# Monster red



## domci08 (Apr 9, 2013)

Just enjoy this picture, beautiful , healthy 40,5" red drum.


----------



## panhandleslim (Jan 11, 2013)

That's a stud Red. Put up a good fight?


----------



## cobe killer (Apr 13, 2008)

good pic!! nice healthy red drum for sure. love the color of them fish. me being a redhead i'm a little partial.


----------



## kyle_dj82 (Oct 26, 2011)

Wow. Congrats on landing that beast of a fish! I'm still learning about surf fishing but you better believe that is on my must catch list for 2013!


----------



## jkw1119 (Apr 15, 2013)

very nice catch..congratulations,beautiful color..i love catching and releasing those studs


----------



## domci08 (Apr 9, 2013)

Got it on 15# fluocarbon , with an egg size sand flea , put up a good fight. Got a few pictures and released him safely .


----------



## Magic Mike (Jun 30, 2009)

Slob's got a bit of a beer belly to him! Great fish


----------



## kilroy1117 (Mar 11, 2013)

Dear god. That's awesome. Bravo, sir!


----------



## foreverfishing (Nov 30, 2012)

wesome job man. biggest red i've seen.


----------



## N784a (Mar 22, 2013)

Congrats bro....what size rod and reel did you use?


----------



## mjferencak (Mar 9, 2013)

I envy you! I wish I could be fishing during the weekday mornings. Best time to fish.

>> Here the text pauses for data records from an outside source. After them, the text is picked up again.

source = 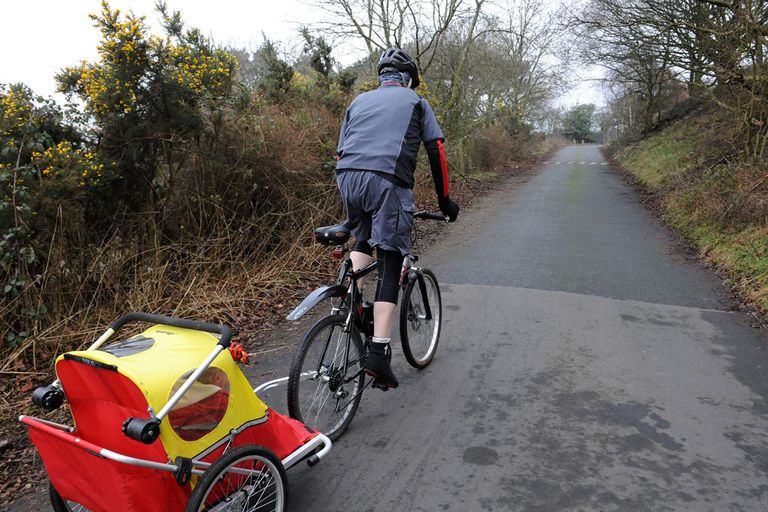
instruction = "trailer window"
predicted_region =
[168,367,229,441]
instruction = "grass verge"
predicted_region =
[608,108,768,315]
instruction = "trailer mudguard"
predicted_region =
[286,284,347,321]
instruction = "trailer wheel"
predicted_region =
[185,445,288,512]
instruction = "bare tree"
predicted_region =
[317,0,465,73]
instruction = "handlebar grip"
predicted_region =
[413,210,448,222]
[109,311,232,348]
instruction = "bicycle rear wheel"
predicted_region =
[288,315,365,441]
[400,269,443,369]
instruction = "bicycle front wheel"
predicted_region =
[288,315,365,441]
[400,269,443,369]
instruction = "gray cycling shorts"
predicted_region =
[336,170,416,256]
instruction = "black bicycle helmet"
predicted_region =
[378,47,419,89]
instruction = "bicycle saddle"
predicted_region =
[315,220,356,245]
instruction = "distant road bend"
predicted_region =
[11,146,768,512]
[282,146,768,512]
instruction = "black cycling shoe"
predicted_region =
[363,343,399,388]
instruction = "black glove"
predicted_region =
[437,197,460,222]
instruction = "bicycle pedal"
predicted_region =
[371,379,389,391]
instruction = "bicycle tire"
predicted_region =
[288,315,365,441]
[400,269,443,369]
[48,482,90,512]
[185,444,288,512]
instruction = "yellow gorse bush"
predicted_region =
[59,2,237,119]
[31,141,104,187]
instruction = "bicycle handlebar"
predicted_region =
[413,210,448,222]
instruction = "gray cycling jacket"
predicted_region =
[336,84,444,188]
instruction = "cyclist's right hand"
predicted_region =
[438,197,461,222]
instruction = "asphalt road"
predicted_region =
[11,146,768,512]
[272,146,768,512]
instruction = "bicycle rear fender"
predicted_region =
[286,284,347,321]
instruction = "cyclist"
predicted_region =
[336,48,459,388]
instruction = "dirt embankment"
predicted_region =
[606,109,768,325]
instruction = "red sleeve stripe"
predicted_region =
[437,139,448,197]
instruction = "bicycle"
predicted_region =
[288,211,447,441]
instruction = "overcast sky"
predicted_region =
[0,0,602,106]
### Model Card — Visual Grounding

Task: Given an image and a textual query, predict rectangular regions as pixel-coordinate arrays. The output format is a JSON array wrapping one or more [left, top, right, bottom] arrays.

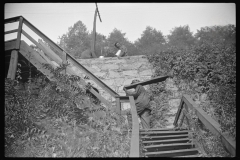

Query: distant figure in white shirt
[[114, 42, 128, 58]]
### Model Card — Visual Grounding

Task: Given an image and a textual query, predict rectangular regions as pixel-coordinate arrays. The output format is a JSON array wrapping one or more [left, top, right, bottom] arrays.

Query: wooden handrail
[[4, 16, 22, 24], [174, 95, 236, 156], [4, 29, 18, 34], [125, 76, 169, 89], [23, 15, 119, 97], [129, 96, 140, 157], [5, 16, 119, 97]]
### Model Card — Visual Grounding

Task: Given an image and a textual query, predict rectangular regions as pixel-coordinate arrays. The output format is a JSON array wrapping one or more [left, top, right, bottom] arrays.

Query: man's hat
[[131, 79, 140, 84]]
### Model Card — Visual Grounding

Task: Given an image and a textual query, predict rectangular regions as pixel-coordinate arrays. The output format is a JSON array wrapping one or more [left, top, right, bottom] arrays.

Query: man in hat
[[123, 80, 154, 129], [114, 42, 128, 58]]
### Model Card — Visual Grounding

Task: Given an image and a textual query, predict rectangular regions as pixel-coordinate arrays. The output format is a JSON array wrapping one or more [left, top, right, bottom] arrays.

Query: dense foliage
[[5, 65, 130, 157], [148, 37, 236, 156]]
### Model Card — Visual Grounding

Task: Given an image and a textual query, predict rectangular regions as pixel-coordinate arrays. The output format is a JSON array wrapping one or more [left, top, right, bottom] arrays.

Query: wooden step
[[143, 143, 195, 152], [145, 148, 198, 157], [142, 138, 191, 145], [140, 130, 191, 136], [140, 128, 175, 132], [141, 134, 188, 141], [176, 154, 199, 157]]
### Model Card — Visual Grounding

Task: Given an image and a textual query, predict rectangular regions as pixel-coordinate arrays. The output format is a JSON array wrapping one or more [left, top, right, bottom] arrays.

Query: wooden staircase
[[139, 128, 199, 157]]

Damn job.


----------



## domci08 (Apr 9, 2013)

Rod: penn power stick 10' , reel: Daiwa emblem pro 5500, 20# braid line. Pompano rig with 15# fluocarbon leader on 40# main leader.


----------



## Flats15 (Mar 20, 2013)

Nice!!! Beautiful color to that red!! So cool that you got him on a flea. Usually get mine on shrimp


----------



## lowprofile (Jan 6, 2013)

nice! i just got a 40-41" the other night too.


----------



## bigassredfish (Apr 3, 2011)

Flourocarbon is the way to do it! Well done.


----------